Il a dégluti difficilement, ses yeux vacillant de panique. Les lys ont commencé à pendre dans sa main.

« Amélie, s'il te plaît. Ce n'était pas comme ça. C'était un plan de secours. Pour Camille. J'essayais juste de l'aider. Tu sais à quel point elle peut être désespérée. »

« Et mon désespoir à moi, Baptiste ? » ai-je demandé, un rire amer m'échappant. « Est-ce que ça a déjà compté pour toi ? Est-ce que mes années d'attente, à mettre ma vie en suspens, à sacrifier mon propre bonheur pour les drames fabriqués de ta sœur, ont déjà compté pour quelque chose ? »

Il a essayé de se rapprocher, mais j'ai levé la main, l'arrêtant.

« Ne fais pas ça. C'est trop tard. Je pars. Pour trois ans. Et quand je reviendrai, si je reviens, je ne serai pas la même Amélie que tu as laissée derrière toi. »

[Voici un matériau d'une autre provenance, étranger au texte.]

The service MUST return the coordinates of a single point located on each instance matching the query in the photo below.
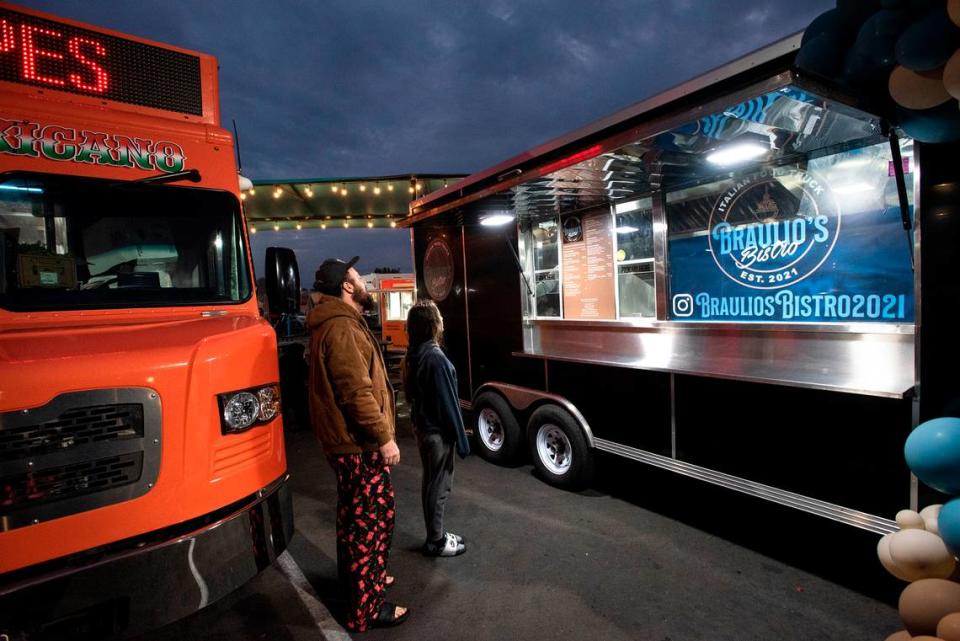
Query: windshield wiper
(193, 175)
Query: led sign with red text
(54, 55)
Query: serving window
(780, 208)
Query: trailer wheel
(496, 429)
(558, 448)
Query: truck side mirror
(283, 281)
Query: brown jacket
(351, 399)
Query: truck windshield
(81, 243)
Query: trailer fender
(521, 399)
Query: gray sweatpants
(437, 458)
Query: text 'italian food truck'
(142, 467)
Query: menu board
(588, 285)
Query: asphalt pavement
(642, 554)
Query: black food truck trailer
(726, 281)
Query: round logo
(438, 269)
(773, 229)
(572, 229)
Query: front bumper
(141, 584)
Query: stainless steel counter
(868, 359)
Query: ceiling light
(853, 188)
(737, 152)
(496, 220)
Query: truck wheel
(558, 448)
(496, 429)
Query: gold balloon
(883, 553)
(908, 520)
(949, 627)
(951, 75)
(921, 555)
(915, 90)
(923, 603)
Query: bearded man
(352, 414)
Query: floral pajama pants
(365, 517)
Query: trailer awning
(665, 143)
(377, 201)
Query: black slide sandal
(387, 616)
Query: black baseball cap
(331, 275)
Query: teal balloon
(856, 11)
(830, 23)
(933, 453)
(938, 125)
(949, 525)
(823, 56)
(929, 42)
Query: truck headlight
(239, 411)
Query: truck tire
(559, 449)
(495, 427)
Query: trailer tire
(495, 427)
(559, 449)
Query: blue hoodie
(436, 406)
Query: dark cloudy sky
(375, 87)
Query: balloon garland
(924, 551)
(900, 58)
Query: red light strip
(586, 154)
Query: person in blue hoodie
(430, 384)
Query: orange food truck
(142, 465)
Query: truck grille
(73, 427)
(81, 451)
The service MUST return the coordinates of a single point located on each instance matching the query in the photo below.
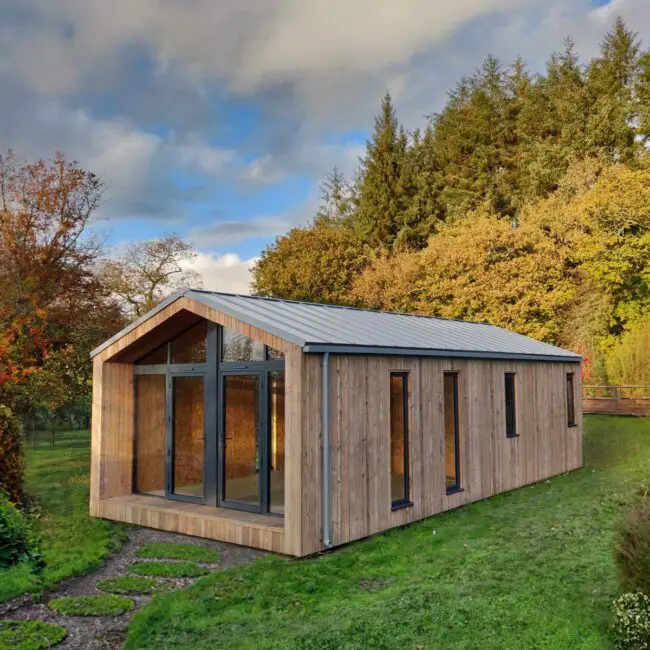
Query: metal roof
(330, 328)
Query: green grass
(29, 635)
(167, 550)
(131, 585)
(73, 543)
(104, 605)
(529, 569)
(168, 569)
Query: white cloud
(250, 45)
(228, 272)
(208, 159)
(223, 232)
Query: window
(274, 355)
(190, 346)
(236, 347)
(150, 440)
(452, 450)
(399, 439)
(276, 442)
(511, 412)
(570, 401)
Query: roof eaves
(241, 315)
(316, 348)
(136, 323)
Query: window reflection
(239, 347)
(190, 347)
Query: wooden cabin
(296, 427)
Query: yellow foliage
(590, 238)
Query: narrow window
(511, 412)
(237, 347)
(399, 439)
(570, 401)
(452, 444)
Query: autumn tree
(47, 259)
(316, 263)
(140, 275)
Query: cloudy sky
(218, 118)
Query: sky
(217, 119)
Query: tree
(337, 198)
(142, 274)
(610, 84)
(47, 260)
(317, 264)
(380, 200)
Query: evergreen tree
(336, 198)
(642, 92)
(380, 201)
(610, 78)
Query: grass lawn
(528, 569)
(73, 542)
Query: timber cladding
(360, 440)
(489, 461)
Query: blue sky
(218, 118)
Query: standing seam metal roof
(330, 328)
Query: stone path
(109, 632)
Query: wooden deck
(248, 529)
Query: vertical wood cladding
(490, 462)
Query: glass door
(241, 442)
(186, 444)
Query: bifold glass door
(210, 421)
(187, 444)
(252, 440)
(242, 441)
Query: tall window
(511, 412)
(399, 439)
(452, 443)
(570, 401)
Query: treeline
(525, 202)
(61, 292)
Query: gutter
(325, 415)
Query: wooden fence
(616, 400)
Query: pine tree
(336, 198)
(380, 202)
(642, 96)
(610, 78)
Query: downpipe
(325, 414)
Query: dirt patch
(108, 632)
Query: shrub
(29, 635)
(104, 605)
(11, 456)
(631, 613)
(168, 550)
(18, 541)
(633, 550)
(168, 569)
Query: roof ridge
(332, 306)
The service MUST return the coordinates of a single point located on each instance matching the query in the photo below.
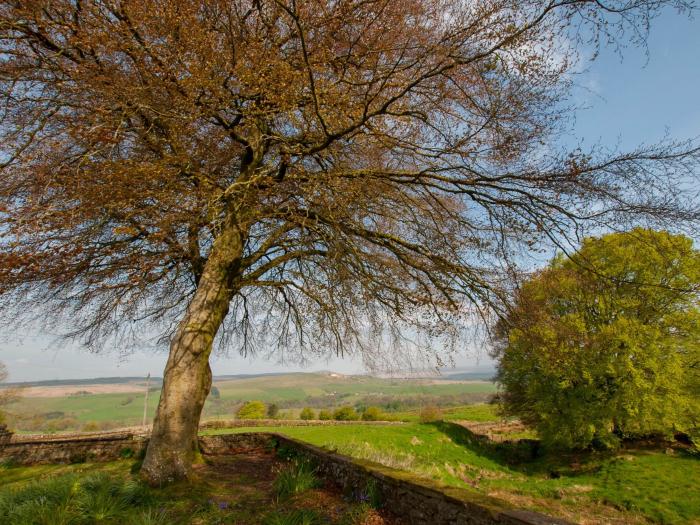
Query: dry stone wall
(415, 500)
(32, 450)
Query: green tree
(345, 414)
(307, 414)
(373, 414)
(606, 344)
(252, 410)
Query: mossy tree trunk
(187, 378)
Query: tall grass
(70, 499)
(293, 478)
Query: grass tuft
(294, 478)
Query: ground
(238, 489)
(639, 484)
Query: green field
(290, 391)
(634, 486)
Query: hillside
(113, 402)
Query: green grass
(110, 494)
(125, 409)
(481, 412)
(632, 486)
(294, 478)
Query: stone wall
(241, 423)
(104, 446)
(415, 500)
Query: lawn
(633, 486)
(241, 489)
(124, 409)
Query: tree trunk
(187, 378)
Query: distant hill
(487, 375)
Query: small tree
(372, 414)
(607, 343)
(430, 414)
(345, 414)
(307, 414)
(252, 410)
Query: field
(248, 488)
(634, 486)
(73, 406)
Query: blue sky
(636, 100)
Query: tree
(307, 414)
(252, 410)
(308, 176)
(606, 344)
(345, 414)
(372, 414)
(214, 393)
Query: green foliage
(252, 410)
(606, 345)
(345, 414)
(307, 414)
(430, 414)
(356, 515)
(659, 486)
(295, 517)
(295, 477)
(71, 499)
(373, 414)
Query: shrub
(307, 414)
(429, 414)
(252, 410)
(294, 478)
(372, 414)
(602, 346)
(346, 414)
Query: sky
(637, 99)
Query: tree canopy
(298, 177)
(606, 344)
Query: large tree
(347, 175)
(606, 344)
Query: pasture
(633, 486)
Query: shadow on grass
(524, 455)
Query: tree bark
(187, 378)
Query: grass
(294, 478)
(480, 412)
(125, 409)
(633, 486)
(109, 494)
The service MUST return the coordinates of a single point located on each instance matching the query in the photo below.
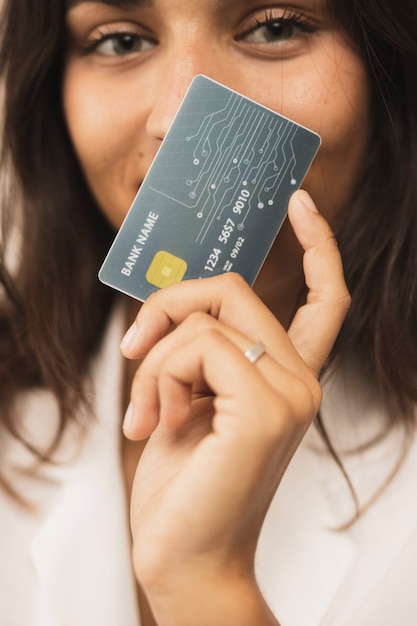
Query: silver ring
(254, 353)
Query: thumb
(317, 323)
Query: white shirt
(69, 563)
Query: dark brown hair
(55, 310)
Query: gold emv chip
(165, 269)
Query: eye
(273, 29)
(121, 44)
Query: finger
(241, 389)
(222, 297)
(144, 394)
(317, 323)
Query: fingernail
(128, 419)
(129, 337)
(308, 202)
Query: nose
(171, 82)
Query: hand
(222, 430)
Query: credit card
(215, 195)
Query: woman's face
(130, 63)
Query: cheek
(335, 103)
(103, 141)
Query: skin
(119, 106)
(195, 395)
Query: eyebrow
(123, 4)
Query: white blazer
(69, 565)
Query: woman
(91, 88)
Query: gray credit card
(215, 196)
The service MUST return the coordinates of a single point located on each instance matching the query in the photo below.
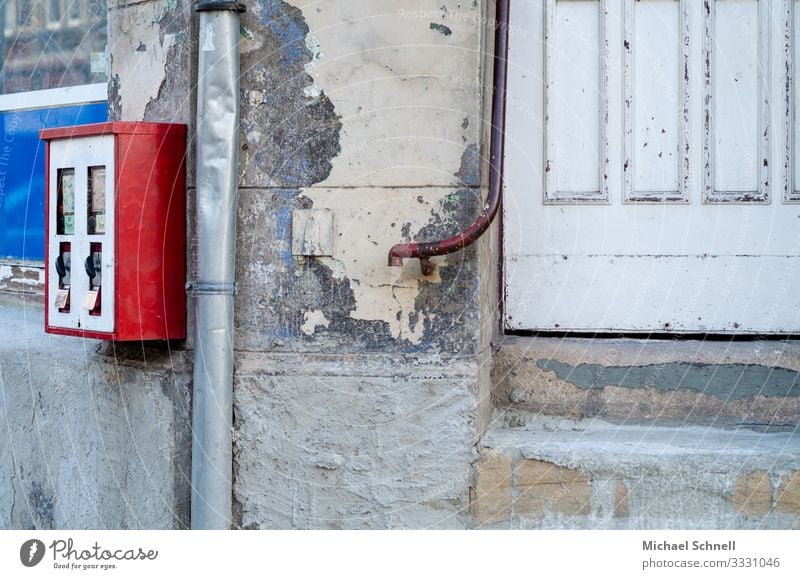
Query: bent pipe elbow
(425, 250)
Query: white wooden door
(652, 166)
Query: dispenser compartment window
(65, 219)
(64, 271)
(96, 200)
(94, 269)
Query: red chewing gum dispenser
(115, 264)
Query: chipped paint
(141, 48)
(312, 91)
(445, 30)
(313, 320)
(382, 293)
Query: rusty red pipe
(424, 251)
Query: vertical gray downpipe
(214, 288)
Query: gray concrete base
(590, 474)
(354, 441)
(728, 384)
(91, 435)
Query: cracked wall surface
(358, 393)
(360, 389)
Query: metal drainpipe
(214, 288)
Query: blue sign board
(22, 174)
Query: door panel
(645, 140)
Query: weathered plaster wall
(360, 389)
(358, 386)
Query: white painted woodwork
(647, 205)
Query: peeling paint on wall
(312, 320)
(382, 293)
(147, 43)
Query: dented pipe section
(424, 251)
(213, 291)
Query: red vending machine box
(116, 231)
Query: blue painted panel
(22, 174)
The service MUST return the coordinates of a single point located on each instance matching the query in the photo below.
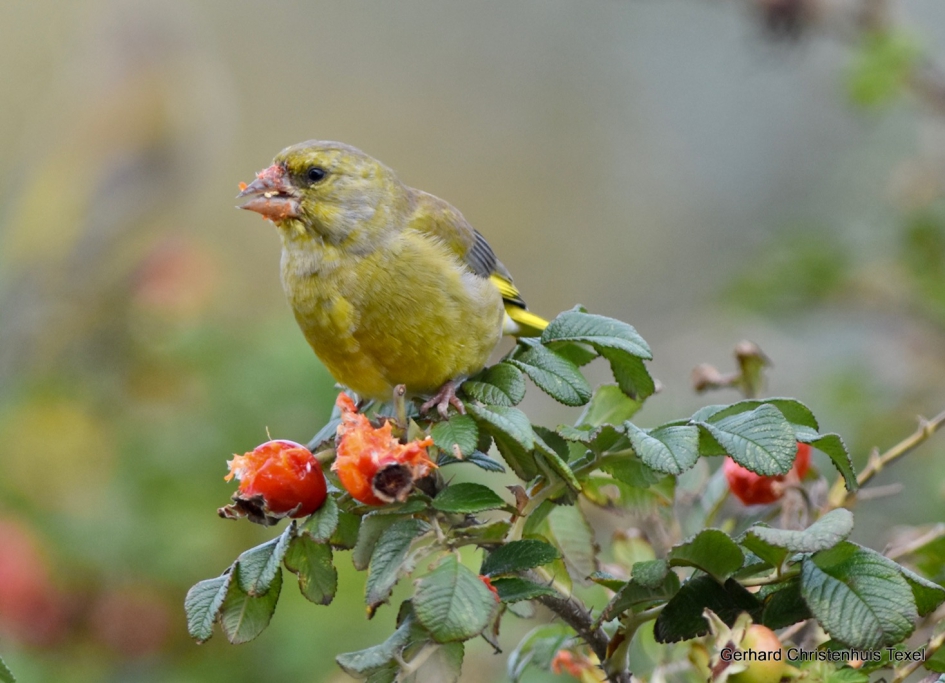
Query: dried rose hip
(373, 466)
(757, 489)
(277, 479)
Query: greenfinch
(390, 285)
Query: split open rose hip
(373, 466)
(277, 479)
(757, 489)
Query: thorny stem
(839, 496)
(575, 615)
(934, 644)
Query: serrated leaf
(203, 603)
(649, 573)
(372, 526)
(574, 537)
(836, 450)
(517, 556)
(710, 550)
(635, 596)
(760, 440)
(544, 454)
(459, 430)
(596, 330)
(783, 605)
(452, 603)
(630, 374)
(345, 535)
(244, 616)
(670, 450)
(682, 618)
(259, 565)
(553, 374)
(608, 405)
(858, 596)
(515, 589)
(362, 662)
(467, 497)
(312, 562)
(322, 523)
(388, 559)
(509, 422)
(538, 648)
(773, 545)
(499, 385)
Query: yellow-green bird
(389, 284)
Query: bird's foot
(443, 399)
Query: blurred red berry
(278, 477)
(373, 466)
(757, 489)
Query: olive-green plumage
(389, 284)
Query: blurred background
(709, 171)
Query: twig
(578, 617)
(839, 496)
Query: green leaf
(579, 354)
(259, 565)
(443, 665)
(467, 497)
(363, 662)
(783, 605)
(321, 524)
(650, 573)
(203, 604)
(508, 422)
(452, 603)
(574, 537)
(833, 446)
(760, 440)
(459, 431)
(773, 545)
(244, 616)
(710, 550)
(556, 376)
(517, 556)
(345, 536)
(484, 534)
(608, 405)
(387, 561)
(630, 373)
(858, 596)
(515, 589)
(596, 330)
(538, 648)
(372, 526)
(312, 562)
(671, 450)
(637, 597)
(546, 455)
(499, 385)
(682, 618)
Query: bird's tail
(519, 321)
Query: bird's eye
(315, 174)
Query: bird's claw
(443, 399)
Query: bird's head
(326, 190)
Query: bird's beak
(273, 195)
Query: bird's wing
(438, 218)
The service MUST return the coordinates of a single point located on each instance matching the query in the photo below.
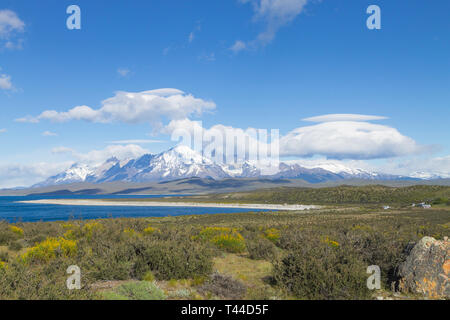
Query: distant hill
(182, 162)
(369, 194)
(202, 186)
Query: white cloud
(121, 152)
(123, 72)
(10, 26)
(336, 140)
(207, 57)
(62, 150)
(5, 82)
(348, 140)
(13, 175)
(421, 167)
(191, 37)
(49, 134)
(274, 14)
(238, 46)
(343, 117)
(233, 143)
(133, 107)
(137, 141)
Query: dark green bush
(261, 249)
(15, 246)
(172, 260)
(322, 272)
(223, 286)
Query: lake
(11, 211)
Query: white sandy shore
(92, 202)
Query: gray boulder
(427, 269)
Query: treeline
(320, 255)
(374, 194)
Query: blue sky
(320, 59)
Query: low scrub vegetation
(262, 255)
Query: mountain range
(182, 162)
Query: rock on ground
(427, 269)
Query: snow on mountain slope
(183, 162)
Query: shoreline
(95, 202)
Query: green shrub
(261, 249)
(142, 290)
(223, 286)
(171, 260)
(228, 239)
(15, 246)
(322, 272)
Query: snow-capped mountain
(183, 162)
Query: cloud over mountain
(133, 107)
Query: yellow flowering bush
(331, 243)
(90, 228)
(272, 234)
(228, 239)
(151, 230)
(49, 249)
(130, 232)
(16, 230)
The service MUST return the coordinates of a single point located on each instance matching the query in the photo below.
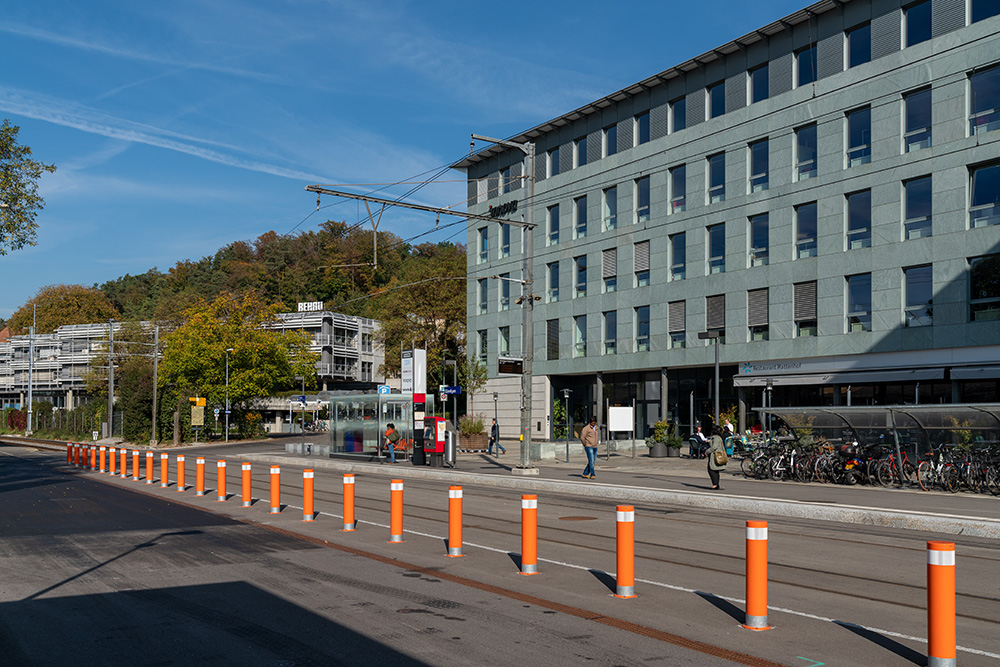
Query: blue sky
(182, 126)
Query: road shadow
(605, 579)
(888, 644)
(724, 606)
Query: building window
(581, 277)
(984, 9)
(717, 178)
(757, 316)
(641, 261)
(678, 189)
(642, 199)
(859, 302)
(717, 248)
(859, 137)
(917, 22)
(611, 332)
(759, 168)
(917, 208)
(859, 220)
(678, 114)
(553, 224)
(609, 269)
(758, 240)
(484, 245)
(805, 152)
(677, 323)
(715, 317)
(984, 288)
(610, 140)
(917, 120)
(552, 340)
(678, 256)
(642, 329)
(553, 274)
(484, 345)
(758, 83)
(610, 208)
(805, 230)
(804, 309)
(580, 336)
(859, 45)
(642, 128)
(504, 291)
(918, 289)
(985, 190)
(805, 66)
(716, 99)
(984, 88)
(580, 208)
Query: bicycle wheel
(925, 475)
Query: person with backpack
(391, 438)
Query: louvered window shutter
(642, 256)
(805, 301)
(610, 264)
(678, 316)
(715, 315)
(757, 307)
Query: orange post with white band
(395, 511)
(529, 534)
(625, 584)
(756, 613)
(307, 495)
(349, 522)
(941, 627)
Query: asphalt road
(124, 573)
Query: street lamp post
(228, 350)
(714, 336)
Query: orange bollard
(275, 489)
(164, 464)
(941, 629)
(625, 584)
(220, 491)
(396, 511)
(180, 473)
(307, 495)
(529, 534)
(349, 522)
(756, 613)
(455, 522)
(246, 484)
(199, 476)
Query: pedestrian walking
(590, 438)
(391, 438)
(495, 439)
(717, 458)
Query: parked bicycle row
(946, 467)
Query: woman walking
(717, 458)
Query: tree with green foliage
(262, 361)
(19, 198)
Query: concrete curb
(946, 524)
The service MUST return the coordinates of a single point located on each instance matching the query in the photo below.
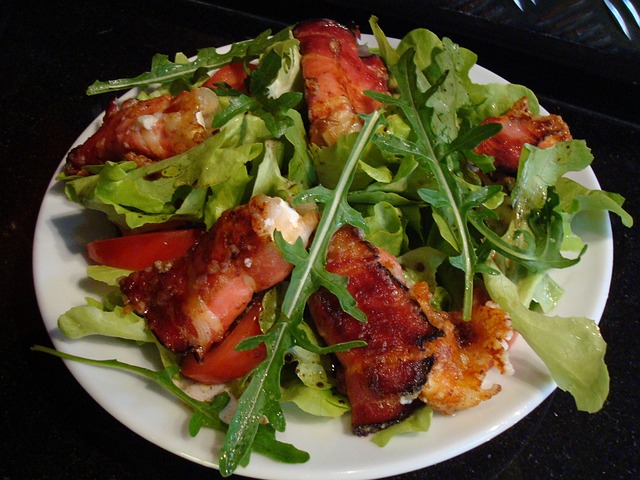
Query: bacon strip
(335, 79)
(520, 126)
(191, 302)
(464, 354)
(383, 379)
(147, 130)
(412, 349)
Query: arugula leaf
(432, 145)
(261, 399)
(163, 71)
(206, 414)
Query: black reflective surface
(51, 51)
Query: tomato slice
(223, 363)
(233, 74)
(139, 251)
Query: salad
(410, 176)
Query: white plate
(63, 228)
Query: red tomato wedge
(223, 362)
(137, 252)
(233, 75)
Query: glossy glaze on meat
(520, 126)
(335, 79)
(147, 130)
(383, 379)
(191, 302)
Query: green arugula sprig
(261, 397)
(541, 248)
(272, 110)
(453, 201)
(164, 72)
(205, 414)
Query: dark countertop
(52, 50)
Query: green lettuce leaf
(195, 186)
(93, 319)
(572, 348)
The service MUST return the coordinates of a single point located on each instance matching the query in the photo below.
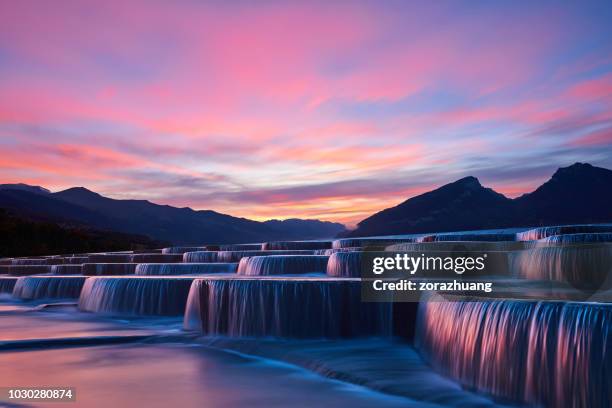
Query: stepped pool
(284, 324)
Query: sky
(279, 109)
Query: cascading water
(586, 267)
(288, 307)
(330, 251)
(44, 287)
(288, 245)
(345, 265)
(592, 237)
(282, 265)
(156, 258)
(36, 261)
(181, 250)
(109, 258)
(66, 269)
(370, 241)
(497, 236)
(76, 259)
(185, 268)
(140, 295)
(7, 283)
(541, 353)
(457, 246)
(240, 247)
(21, 270)
(235, 256)
(543, 232)
(200, 257)
(99, 269)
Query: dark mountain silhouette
(24, 237)
(580, 193)
(82, 207)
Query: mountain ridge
(82, 207)
(580, 193)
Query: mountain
(82, 207)
(25, 237)
(25, 187)
(580, 193)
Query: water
(99, 269)
(185, 269)
(282, 265)
(20, 270)
(498, 236)
(579, 238)
(156, 258)
(288, 307)
(587, 267)
(551, 353)
(370, 241)
(287, 245)
(181, 250)
(236, 256)
(110, 258)
(543, 232)
(200, 256)
(7, 283)
(36, 261)
(345, 265)
(66, 269)
(457, 246)
(142, 295)
(240, 247)
(330, 251)
(47, 287)
(161, 374)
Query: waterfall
(540, 353)
(330, 251)
(345, 265)
(181, 250)
(370, 241)
(93, 269)
(497, 236)
(235, 256)
(240, 247)
(36, 261)
(543, 232)
(7, 284)
(282, 265)
(44, 287)
(76, 260)
(594, 237)
(587, 267)
(480, 246)
(288, 245)
(288, 307)
(140, 295)
(200, 257)
(185, 268)
(21, 270)
(109, 258)
(66, 269)
(156, 258)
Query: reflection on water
(162, 372)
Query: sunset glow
(314, 110)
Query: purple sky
(300, 109)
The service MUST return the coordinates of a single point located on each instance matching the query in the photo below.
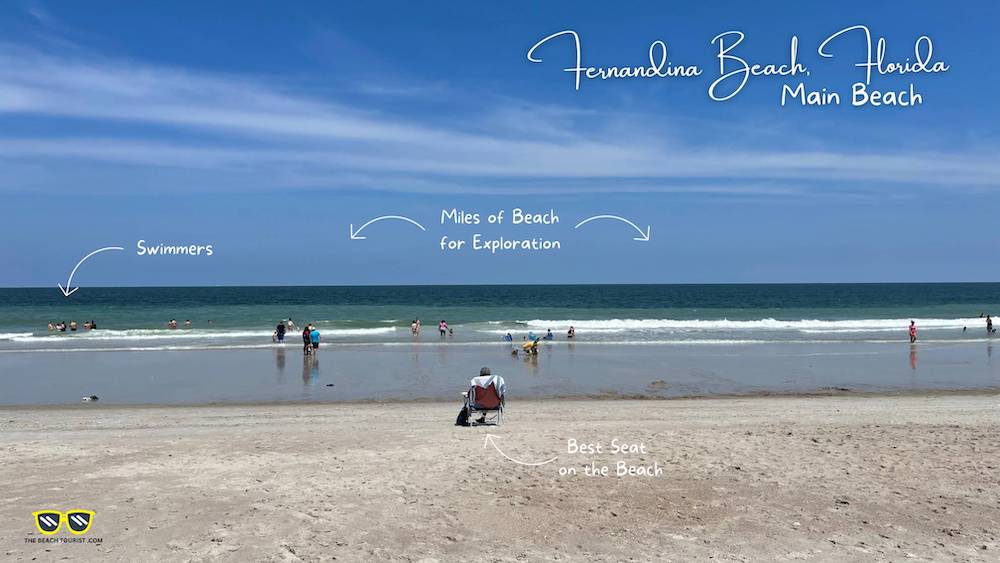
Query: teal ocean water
(244, 317)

Ses yeux se sont écarquillés, une horreur naissante sur son visage.

« Trois ans ? Amélie, non ! Tu ne peux pas juste... disparaître ! Et nous ? Et tout ce qu'on avait ? »

« Et quoi, Baptiste ? » ai-je demandé, voulant vraiment savoir. « Qu'en est-il d'un homme qui se soucie plus de la sœur de son ex-fiancée que de sa fiancée ? Qu'en est-il d'un homme qui menace la carrière de sa partenaire pour la crise fabriquée de sa sœur ? Qu'en est-il d'un homme qui pense qu'il peut me mettre en pause et revenir vers moi quand il le veut ? Qu'en est-il de ça, Baptiste ? »

Il avait l'air complètement perdu, sans voix. La façade soigneusement construite du charmant Commandant s'était effondrée, révélant un homme désespéré et arrogant qui réalisait enfin qu'il avait poussé le bouchon trop loin. Il m'a regardée, m'a vraiment regardée pour la première fois depuis des années, et a vu une étrangère.

« Amélie, s'il te plaît, » a-t-il finalement réussi à dire, sa voix rauque, brute. « Ne pars pas. Je vais arranger les choses. Je le jure. On se marie la semaine prochaine. Plus de reports. Je dirai à Camille de gérer ses propres problèmes. Juste... ne pars pas. »

Ses mots, autrefois un rêve fiévreux, sonnaient maintenant creux, pathétiques. Il me promettait ce que j'avais toujours voulu, mais cela ressemblait à un lot de consolation, un dernier effort désespéré né de la peur, pas de l'amour.

J'ai secoué la tête lentement.

« C'est trop tard, Baptiste. Tu as eu cent chances. Cent. Et tu les as toutes gâchées. J'en ai fini d'attendre que tu me choisisses. »

Il a ouvert la bouche pour protester à nouveau, mais je l'ai coupé.

« Je dois y aller. Mon transport sera bientôt là. »

Il est resté là, les lys dégoulinant d'eau sur le sol, le sac à emporter oublié dans sa main. Son visage était un masque d'incrédulité.

« Tu es sérieuse ? » a-t-il murmuré, comme s'il venait seulement de saisir l'énormité de ma décision.

« Jamais été plus sérieuse de ma vie, » ai-je confirmé, ma voix portant le poids d'années d'émotions refoulées. « Au revoir, Baptiste. »

J'ai fermé la porte doucement, fermement, le laissant debout dans le couloir, entouré des restes de sa tentative futile de me reconquérir. Le silence qui a suivi n'était pas vide ; il était rempli de la promesse d'un avenir enfin, vraiment, le mien.